I regard my place in life as less a description of “progress” though, and more a vibing on a personal theme. My anxiety about ever experiencing peace and comfort notwithstanding. I have a level of person I desire as company. I have a nature of conversation I prefer over others. I have an assumption of work in service to a kind of life I want for myself and others. I've said several times over years, I'm already at the top. I was at the top when I had all of my time during drug study life. I was at the top being able to drink and whore around in college. Hell, I was at the top having a Mini Cooper in high school and in every instant that resembles when I heard on the marching band field “Everyone play this next section but Nick!” because I was loud and clean and setting the bar. I was less interested in how to get everyone to my level, but I was also 16.

I try to walk the line of comfort and appreciation for where I'm at, while throwing myself into the next challenge. Tomorrow, I have to start deconstructing a shed I got a killer deal on. It'll be hot, dangerous enough, a bit of a drive, and involve problem solving I hope matches the tear-down I did for my shed-turned-bathroom. Then I get to remember that with one primary tool, an almost perfectly inept and dramatic stranger, and two days, we got that shed moved the same distance. Oh ya, I can say to myself, it's been worse and also confusing or complicated, and I got a bathroom out of it.

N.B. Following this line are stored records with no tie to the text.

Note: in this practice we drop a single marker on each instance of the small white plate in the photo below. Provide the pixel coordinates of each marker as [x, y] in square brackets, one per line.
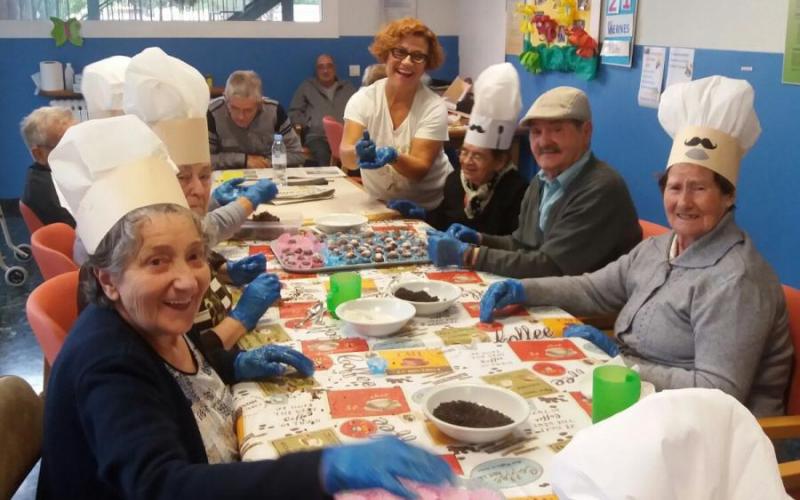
[339, 222]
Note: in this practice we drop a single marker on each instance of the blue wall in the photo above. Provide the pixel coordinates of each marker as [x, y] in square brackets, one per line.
[630, 138]
[282, 64]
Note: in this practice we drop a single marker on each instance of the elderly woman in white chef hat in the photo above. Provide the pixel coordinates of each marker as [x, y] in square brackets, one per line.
[486, 193]
[698, 306]
[133, 409]
[172, 98]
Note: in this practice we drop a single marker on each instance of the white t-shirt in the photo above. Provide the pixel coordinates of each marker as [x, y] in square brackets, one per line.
[427, 119]
[212, 406]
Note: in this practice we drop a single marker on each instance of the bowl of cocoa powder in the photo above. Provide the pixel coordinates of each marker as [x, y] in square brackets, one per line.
[476, 413]
[427, 296]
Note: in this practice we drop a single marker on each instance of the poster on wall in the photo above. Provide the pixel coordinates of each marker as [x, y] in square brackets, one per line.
[652, 76]
[618, 32]
[398, 9]
[559, 35]
[791, 52]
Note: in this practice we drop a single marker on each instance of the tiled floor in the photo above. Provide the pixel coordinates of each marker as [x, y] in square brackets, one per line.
[19, 353]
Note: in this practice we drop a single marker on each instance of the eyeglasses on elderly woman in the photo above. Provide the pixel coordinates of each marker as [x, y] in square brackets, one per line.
[400, 54]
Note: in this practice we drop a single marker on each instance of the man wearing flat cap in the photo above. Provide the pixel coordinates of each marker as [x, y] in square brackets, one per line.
[577, 214]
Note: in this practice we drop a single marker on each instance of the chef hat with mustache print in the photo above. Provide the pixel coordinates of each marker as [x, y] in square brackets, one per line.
[712, 122]
[493, 120]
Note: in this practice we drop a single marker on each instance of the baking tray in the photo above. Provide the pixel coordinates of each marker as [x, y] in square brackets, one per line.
[314, 252]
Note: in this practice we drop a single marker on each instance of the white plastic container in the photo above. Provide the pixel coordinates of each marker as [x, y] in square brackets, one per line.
[279, 160]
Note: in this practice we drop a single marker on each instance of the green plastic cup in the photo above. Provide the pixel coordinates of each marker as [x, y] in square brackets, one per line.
[343, 287]
[614, 388]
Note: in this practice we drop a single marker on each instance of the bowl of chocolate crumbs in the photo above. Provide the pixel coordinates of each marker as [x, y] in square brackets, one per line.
[476, 413]
[427, 296]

I don't know what the analogous road is for you, mostly because I never really hear people's desires anymore after they've been self-shamed into complacency. The forever-point will be that you can literally start today. I always need help and want to enable you. It will not necessarily be easy. It won't happen overnight. What I gather from the most prevalent story though is that it isn't going to happen at all. I hope things like protests and pressure and the anger and resentment that drove/drive me make their way into the story of why you're operating the way you are in any one moment. You don't need to be irrationally faithful to hold yourself accountable, speak honestly, learn where to fit, or turn and face a fear.

My “fears” for lack of a better term are as straight-forward so to be rendered pointless (like, not wishing to be sick or hurt) or abstract enough I struggle to know where to begin a description. I fear “not proving.” And to be sure, I mean to myself. More than afraid though, I'm curious. I'm obsessed. I'm convinced. The fear is missing out on the game. I've got FOMO for my own life. The intellectual part of me knows it's going to take years, the experimentation, and learning how to fill in where I fuck up, but I can imagine tackling the “better problems” of having “more fundamental” pieces to my envisioned future. How many “if only I had!....” sentiments can your mind ring out when you've already been given the world?

That's where I probe for peace in the infinite now. I already have all the pieces. I'm living in the future. What I “really” want is probably something simple, like to pour concrete and see the wood and dirt look a little different. I want to ease the stress and drama for those I care about and share memories and food (or be willing to buy you more food as I don't really like to share food). I want the “mildly-drunk Nick P.” sensation to rule most of my moments and remain open and flexible and challenged to creatively solve before mindlessly venting. I want to perceive the changes in service to feeling better or living, and amplify them. And when the memory or violence of trauma can be utilized, viciously defend my creation.

But right now, the vast majority of my nows, are very good if not for a great many others. I hope I can be part of translating and building a perpetual better now.